Low-level C++ API bindings

Low level module containing Sip bindings of Anatomist C++ API.

Introduction

This module is mostly bindings to the C++ library of Anatomist. A few classes have been slightly modified or rewritten, either to hide garbage or to appear more pythonic.

For typical use, this module will not be called directly but throught general API. But it can be needed for using advanced features.

The main entry point is the Anatomist class which must be instantiated before any operation can be performed.

>>> import anatomist.cpp as anatomist
>>> a = anatomist.Anatomist()

Note that instantiating Anatomist also instantiates the Qt QApplication, but does not run the Qt event loop, so python interactive shells are still accessible after that operation, but the GUI is frozen until the event loop is executed, using the following PyQt code:

>>> # from PyQt4 import Qt
>>> # or, to switch to the correct Qt implementation and bindings (Qt4/Qt5)
>>> from soma.qt_gui.qt_backend import Qt
>>> Qt.qApp.exec_loop()

but then the loop does not return until the GUI application is over, so you should start it at the end of your code.

Another comfortable alternative to the GUI loop problem in interactive python shells is to use IPython with the option --gui=qt: IPython is an interactive python shell with many improvements, and which can run in a different thread than the GUI, so that the GUI can run without hanging the shell.

Contrarily to the Qt application, Anatomist can be instantiated multiple times (it is not a singleton, but contains a singleton).

In addition to providing bindings to the Anatomist C++ API, the anatomist module also loads some python modules in anatomist: every python module found in the following locations are loaded:

os.path.join(str(anatomist.Anatomist().anatomistSharedPath()), 'python_plugins')
os.path.join(str(anatomist.Anatomist().anatomistHomePath()), 'python_plugins')

Main concepts

There are many pieces in Anatomist library, but a few are really needed to begin with.
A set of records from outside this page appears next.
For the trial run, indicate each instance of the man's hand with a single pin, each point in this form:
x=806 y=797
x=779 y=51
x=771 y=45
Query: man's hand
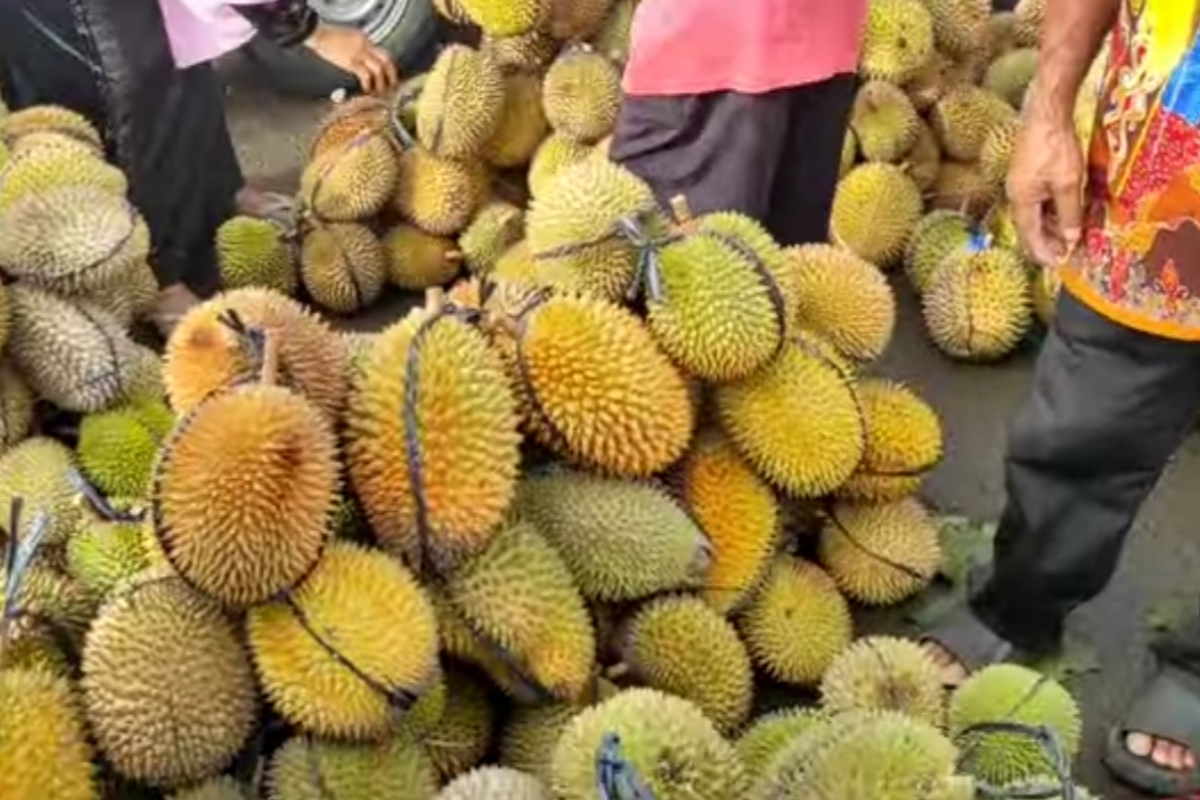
x=352 y=50
x=1045 y=186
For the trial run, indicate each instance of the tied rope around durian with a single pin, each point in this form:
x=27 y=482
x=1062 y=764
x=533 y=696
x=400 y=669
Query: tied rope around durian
x=426 y=566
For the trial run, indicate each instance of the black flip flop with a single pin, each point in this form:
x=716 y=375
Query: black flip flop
x=1168 y=709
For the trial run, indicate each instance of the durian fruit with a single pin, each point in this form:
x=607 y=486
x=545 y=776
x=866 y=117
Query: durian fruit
x=522 y=126
x=353 y=180
x=683 y=647
x=771 y=734
x=528 y=739
x=737 y=511
x=204 y=354
x=168 y=685
x=496 y=783
x=797 y=421
x=45 y=753
x=460 y=740
x=343 y=266
x=462 y=101
x=103 y=554
x=553 y=156
x=71 y=354
x=883 y=121
x=796 y=595
x=859 y=324
x=312 y=769
x=351 y=684
x=526 y=53
x=939 y=234
x=965 y=116
x=904 y=443
x=72 y=239
x=118 y=449
x=721 y=313
x=600 y=390
x=462 y=437
x=574 y=228
x=623 y=541
x=39 y=473
x=898 y=40
x=419 y=260
x=997 y=152
x=16 y=408
x=1014 y=695
x=509 y=18
x=960 y=26
x=497 y=227
x=868 y=756
x=978 y=304
x=256 y=252
x=880 y=554
x=519 y=596
x=581 y=95
x=1012 y=73
x=667 y=741
x=882 y=673
x=963 y=187
x=439 y=196
x=274 y=451
x=577 y=19
x=874 y=212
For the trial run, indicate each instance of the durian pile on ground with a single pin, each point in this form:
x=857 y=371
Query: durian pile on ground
x=929 y=144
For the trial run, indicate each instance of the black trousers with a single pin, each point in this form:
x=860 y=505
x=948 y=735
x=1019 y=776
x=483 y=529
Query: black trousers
x=772 y=156
x=1108 y=408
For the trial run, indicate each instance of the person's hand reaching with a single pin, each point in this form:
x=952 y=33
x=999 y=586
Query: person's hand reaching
x=352 y=50
x=1045 y=186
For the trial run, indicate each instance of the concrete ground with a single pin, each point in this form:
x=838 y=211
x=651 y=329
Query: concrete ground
x=1158 y=576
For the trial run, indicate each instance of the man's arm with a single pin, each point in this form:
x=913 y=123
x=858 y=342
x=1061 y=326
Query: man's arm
x=1072 y=34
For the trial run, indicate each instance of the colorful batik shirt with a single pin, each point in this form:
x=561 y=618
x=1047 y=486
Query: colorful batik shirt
x=1140 y=262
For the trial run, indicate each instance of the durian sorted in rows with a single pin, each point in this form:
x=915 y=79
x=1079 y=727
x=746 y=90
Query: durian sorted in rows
x=796 y=595
x=418 y=260
x=623 y=541
x=385 y=645
x=880 y=554
x=462 y=437
x=648 y=729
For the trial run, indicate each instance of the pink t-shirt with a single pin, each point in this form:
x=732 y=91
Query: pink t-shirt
x=693 y=47
x=204 y=30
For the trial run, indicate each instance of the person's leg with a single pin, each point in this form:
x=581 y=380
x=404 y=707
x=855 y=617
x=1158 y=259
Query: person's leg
x=1108 y=408
x=802 y=197
x=718 y=150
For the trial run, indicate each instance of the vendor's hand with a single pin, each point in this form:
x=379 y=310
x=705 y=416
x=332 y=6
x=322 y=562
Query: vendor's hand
x=1045 y=185
x=352 y=50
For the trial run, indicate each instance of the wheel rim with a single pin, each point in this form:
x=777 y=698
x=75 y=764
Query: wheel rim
x=375 y=18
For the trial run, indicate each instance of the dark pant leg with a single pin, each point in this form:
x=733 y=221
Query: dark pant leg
x=808 y=170
x=718 y=150
x=1108 y=408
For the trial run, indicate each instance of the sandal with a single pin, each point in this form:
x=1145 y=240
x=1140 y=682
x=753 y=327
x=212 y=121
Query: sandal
x=967 y=641
x=1167 y=711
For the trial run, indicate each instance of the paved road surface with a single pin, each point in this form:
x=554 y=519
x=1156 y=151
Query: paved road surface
x=1161 y=569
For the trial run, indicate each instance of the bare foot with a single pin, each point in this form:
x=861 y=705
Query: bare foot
x=173 y=302
x=953 y=672
x=1163 y=752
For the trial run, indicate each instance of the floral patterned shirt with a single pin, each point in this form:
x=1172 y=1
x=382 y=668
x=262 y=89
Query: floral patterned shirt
x=1140 y=260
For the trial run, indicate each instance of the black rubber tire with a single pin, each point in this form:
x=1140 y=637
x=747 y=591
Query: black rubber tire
x=413 y=43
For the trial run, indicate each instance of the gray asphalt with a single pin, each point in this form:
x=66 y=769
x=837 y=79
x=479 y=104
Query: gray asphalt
x=1157 y=581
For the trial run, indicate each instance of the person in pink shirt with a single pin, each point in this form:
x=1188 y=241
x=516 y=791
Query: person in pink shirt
x=742 y=106
x=141 y=71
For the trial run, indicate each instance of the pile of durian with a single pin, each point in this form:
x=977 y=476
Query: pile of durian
x=924 y=163
x=543 y=539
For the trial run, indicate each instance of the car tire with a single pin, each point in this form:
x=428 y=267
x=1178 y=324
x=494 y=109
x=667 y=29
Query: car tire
x=412 y=40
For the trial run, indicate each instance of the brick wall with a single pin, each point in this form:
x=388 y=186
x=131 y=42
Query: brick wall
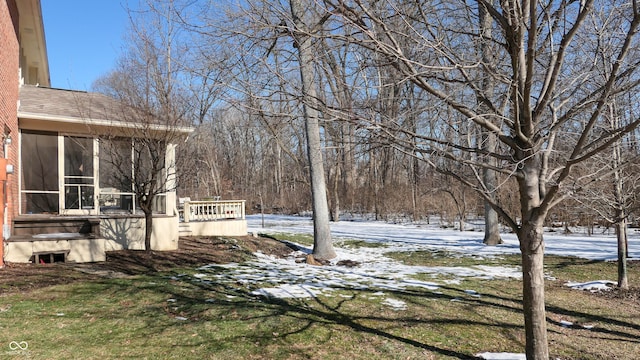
x=9 y=82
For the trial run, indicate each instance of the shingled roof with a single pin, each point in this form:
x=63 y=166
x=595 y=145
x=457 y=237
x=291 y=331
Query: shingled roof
x=80 y=107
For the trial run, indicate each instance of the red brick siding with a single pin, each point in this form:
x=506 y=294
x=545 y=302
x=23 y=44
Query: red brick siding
x=9 y=82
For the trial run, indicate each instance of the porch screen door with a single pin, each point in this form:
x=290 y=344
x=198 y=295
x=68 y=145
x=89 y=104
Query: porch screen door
x=79 y=176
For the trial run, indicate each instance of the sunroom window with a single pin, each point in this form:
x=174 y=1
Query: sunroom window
x=40 y=193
  • the Anatomist application, the L{Anatomist} class instance, is responsible for many global variables, the application state, and the startup procedure (including plugins loading). The application is used internally in many functions.
  • objects: AObject class and subclasses
  • windows: AWindow class and subclasses
  • the commands processor: a singleton Processor instance obtained via the application: Anatomist.theProcessor(). The processor is a commands interpreter for the rudimentary language of Anatomist. It is also responsible of saving every command executed in the history file $HOME/.anatomist/history.ana so most of the session can be replayed. Many operations are done via commands and the processor: creating windows, loading objects, displaying them, etc. so this element is probably the most important part of Anatomist.
  • conversions between AIMS object and Anatomist objects: AObjectConverter is here to perform this task.
class anatomist.cpp.AObjectConverter

Aims / Anatomist objects converter

Only two static methods are useful in this class:

  • AObjectConverter.anatomist() converts an AIMS (or possibly other) object into an Anatomist object (AObject subclass), if possible
  • AObjectConverter.aims() converts an Anatomist object to an AIMS object, if possible

Conversions are generally done by wrapping or embedding, or by extracting a reference to an internal object, so objects data are genrally shared between the AIMS and the Anatomist objects layers. This allows internal modification of Anatomist objects data.

After a modification through the Aims (lower level) layer API, modification notification must be issued to the Anatomist layer to update the display of the object in Anatomist. This is generally done via the AObject.setChanged() and AObject.notifyObservers() methods.

class anatomist.cpp.Anatomist(*args)[source]

Anatomist class: entry point to anatomist

class anatomist.cpp.Command

Commands are the execution units of the Processor.

Commands are used as subclasses of Command. They can be built either on the fly by the programmer, or using the commands factory via the Processor.execute() function.

Never call Command.execute() or Command.doit() directly: only the processor will do so. Once built, a command must always be executed by the processor:

>>> a = anatomist.Anatomist()
>>> c = anatomist.CreateWindowCommand('Axial')
>>> a.theProcessor().execute(c)

But in any case there is a more handy shortcut in the higher-level API: anatomist.base.Anatomist.execute()

Comamnds can be subclassed in Python. To be valid, a new command must define at least the name() and doit() methods. doit() will actually do the execution and your program may make it do anything. Later, read() and write() should also be redefined to allow proper IO for this command (when the commands IO and factory are exported from C++ to python).

Command.doit() receives no parameters (apart from self). All execution arguments must be set in the command itself upon construction (either by the constructor or by setting some instance variables).

One important parameter which a command would often use is the CommandContext, which specifies some IO streams for output printing and communication with external programs, and an identifiers set used to name and identify objects (in a general meaning: including windows etc.) through this IO streams.